Meloxicam bindet sehr gut an Plasmaproteine, hauptsächlich an Albumin (99%). Dringt in die Synovialflüssigkeit ein, beträgt die Konzentration in der Synovialflüssigkeit etwa 50% der Konzentration im Plasma. Das Verteilungsvolumen ist gering und beträgt etwa 11 Liter. Die individuellen Unterschiede betragen 7-20%.

Meloxicam wird in der Leber fast vollständig zu 4 pharmakologisch inaktiven Derivaten umgewandelt. Der Hauptmetabolit 5-Carboxymeloxicam (60% der Dosis) wird durch Oxidation des Zwischenmetaboliten 5-Hydroxymethylmeloxicam gebildet, der ebenfalls ausgeschieden wird, jedoch in geringerem Maße (9% der Dosis). In-vitro-Studien haben gezeigt, dass das CYP2C9-Isoenzym bei dieser metabolischen Transformation eine wichtige Rolle spielt, das CYP3A4-Isoenzym eine zusätzliche Rolle.
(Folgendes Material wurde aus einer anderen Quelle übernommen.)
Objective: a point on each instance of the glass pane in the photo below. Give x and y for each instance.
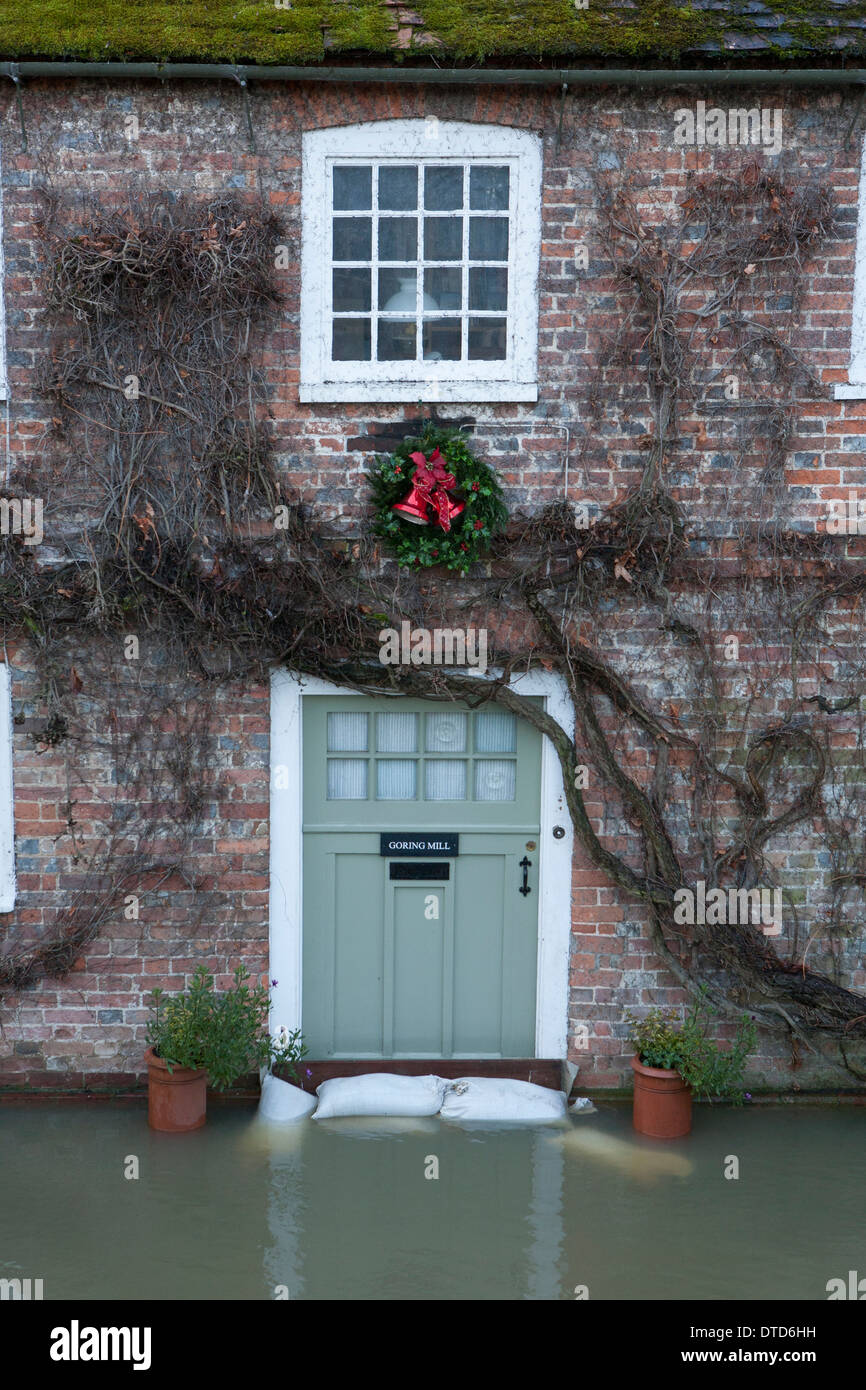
(442, 186)
(398, 341)
(395, 780)
(352, 291)
(444, 238)
(488, 188)
(488, 287)
(487, 339)
(495, 780)
(495, 731)
(352, 238)
(346, 779)
(445, 780)
(488, 238)
(446, 733)
(398, 188)
(442, 339)
(396, 733)
(398, 291)
(350, 341)
(348, 733)
(352, 186)
(444, 288)
(398, 238)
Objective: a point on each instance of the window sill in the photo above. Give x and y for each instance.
(385, 392)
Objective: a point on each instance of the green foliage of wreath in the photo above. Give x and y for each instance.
(477, 487)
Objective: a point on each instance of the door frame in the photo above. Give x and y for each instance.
(287, 854)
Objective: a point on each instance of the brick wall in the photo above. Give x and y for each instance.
(583, 437)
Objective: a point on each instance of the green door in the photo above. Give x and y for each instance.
(428, 950)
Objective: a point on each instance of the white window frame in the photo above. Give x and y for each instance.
(405, 142)
(7, 811)
(855, 387)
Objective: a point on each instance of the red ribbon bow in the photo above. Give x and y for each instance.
(433, 481)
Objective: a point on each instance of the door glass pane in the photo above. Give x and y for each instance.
(398, 238)
(495, 780)
(396, 733)
(352, 186)
(488, 238)
(346, 779)
(395, 779)
(495, 731)
(399, 188)
(446, 733)
(445, 780)
(352, 238)
(488, 188)
(442, 186)
(346, 733)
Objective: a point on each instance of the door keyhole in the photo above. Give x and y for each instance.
(526, 865)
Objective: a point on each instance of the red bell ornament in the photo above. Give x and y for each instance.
(413, 508)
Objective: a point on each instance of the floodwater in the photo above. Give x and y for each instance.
(344, 1208)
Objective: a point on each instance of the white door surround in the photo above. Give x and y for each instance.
(287, 856)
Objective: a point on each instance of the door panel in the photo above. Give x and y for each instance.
(424, 968)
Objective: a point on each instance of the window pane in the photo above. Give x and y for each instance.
(350, 339)
(346, 779)
(395, 780)
(442, 288)
(446, 733)
(396, 733)
(487, 339)
(445, 780)
(488, 188)
(352, 238)
(495, 780)
(352, 291)
(352, 186)
(398, 291)
(399, 238)
(442, 339)
(348, 733)
(444, 238)
(488, 238)
(398, 341)
(442, 186)
(495, 731)
(398, 188)
(488, 287)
Peroxidase ist an der Bildung von zwei anderen Metaboliten (16% bzw. 4% der Dosis) beteiligt, deren Aktivität wahrscheinlich individuell variiert. Entfernung

Es wird zu gleichen Teilen durch den Darm und die Nieren ausgeschieden, hauptsächlich in Form von Metaboliten. In unveränderter Form mit weniger als 5% der Tagesdosis werden die Exkremente ausgeschieden, im Urin findet sich die unveränderte Form des Arzneimittels nur in Spuren. Die durchschnittliche Halbwertszeit von Meloxicam variiert zwischen 13 und 25 Stunden. Die Plasma-Clearance beträgt nach einmaliger Anwendung durchschnittlich 7-12 ml / min. Meloxicam zeigt eine lineare Pharmakokinetik in Dosen von 7,5 bis 15 mg bei intramuskulärer Verabreichung.
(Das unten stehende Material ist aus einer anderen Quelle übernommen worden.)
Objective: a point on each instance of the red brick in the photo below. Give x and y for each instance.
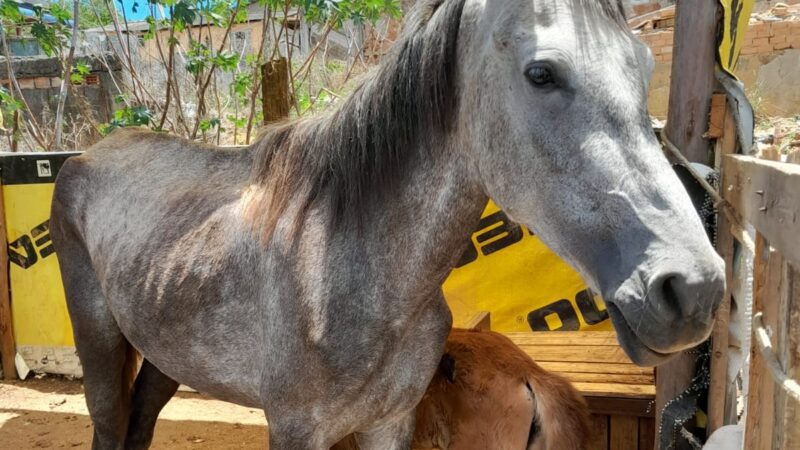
(25, 83)
(749, 50)
(764, 48)
(781, 45)
(775, 26)
(760, 42)
(41, 82)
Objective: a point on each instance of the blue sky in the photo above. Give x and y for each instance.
(142, 8)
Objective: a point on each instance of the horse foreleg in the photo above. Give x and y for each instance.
(397, 435)
(151, 392)
(108, 360)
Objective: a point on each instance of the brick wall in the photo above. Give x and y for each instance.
(761, 37)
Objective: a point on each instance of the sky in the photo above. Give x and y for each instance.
(142, 8)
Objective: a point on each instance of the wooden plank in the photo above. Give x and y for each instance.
(574, 353)
(616, 390)
(718, 389)
(7, 346)
(598, 434)
(787, 348)
(561, 338)
(767, 194)
(639, 407)
(760, 397)
(600, 368)
(717, 116)
(672, 378)
(624, 433)
(607, 378)
(692, 77)
(275, 90)
(647, 433)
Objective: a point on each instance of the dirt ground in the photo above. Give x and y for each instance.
(51, 413)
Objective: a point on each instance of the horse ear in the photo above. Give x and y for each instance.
(447, 366)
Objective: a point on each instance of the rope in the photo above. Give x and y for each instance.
(737, 229)
(765, 345)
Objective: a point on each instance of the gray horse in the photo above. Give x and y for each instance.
(302, 275)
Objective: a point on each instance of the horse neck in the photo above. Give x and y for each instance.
(425, 223)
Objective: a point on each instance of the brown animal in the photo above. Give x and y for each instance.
(489, 395)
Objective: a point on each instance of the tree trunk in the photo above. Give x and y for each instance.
(275, 90)
(692, 78)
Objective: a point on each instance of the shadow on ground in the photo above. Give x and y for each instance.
(22, 429)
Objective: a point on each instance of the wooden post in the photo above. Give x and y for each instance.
(275, 90)
(692, 77)
(787, 409)
(691, 86)
(8, 349)
(718, 390)
(759, 427)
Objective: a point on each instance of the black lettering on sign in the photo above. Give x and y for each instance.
(41, 233)
(511, 232)
(562, 308)
(28, 257)
(23, 251)
(498, 224)
(592, 315)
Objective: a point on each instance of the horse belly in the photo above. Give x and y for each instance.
(214, 352)
(193, 312)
Leber- und / oder Nierenversagen

Insuffizienz der Leberfunktion sowie schlecht ausgeprägte Niereninsuffizienz haben keinen signifikanten Einfluss auf die Pharmakokinetik von Meloxicam. Die Eliminationsrate von Meloxicam aus dem Körper ist bei Patienten mit mittelschwerer Niereninsuffizienz signifikant höher. Meloxicam bindet bei Patienten mit Nierenerkrankungen im Endstadium schlechter an Plasmaproteine. Bei terminalem Nierenversagen kann eine Erhöhung des Verteilungsvolumens zu erhöhten Konzentrationen an freiem Meloxicam führen. Daher sollte die tägliche Dosis bei diesen Patienten 7,5 mg nicht überschreiten.

Ältere Patienten haben im Vergleich zu jungen Patienten ähnliche pharmakokinetische Indikatoren. Bei älteren Patienten ist die durchschnittliche Plasma-Clearance während der Gleichgewichtspharmakokinetik etwas niedriger als bei jüngeren Patienten. Ältere Frauen haben im Vergleich zu jüngeren Patienten beider Geschlechter höhere AUC-Werte (Bereich unter der Konzentrations-Zeit-Kurve) und eine längere Halbwertszeit.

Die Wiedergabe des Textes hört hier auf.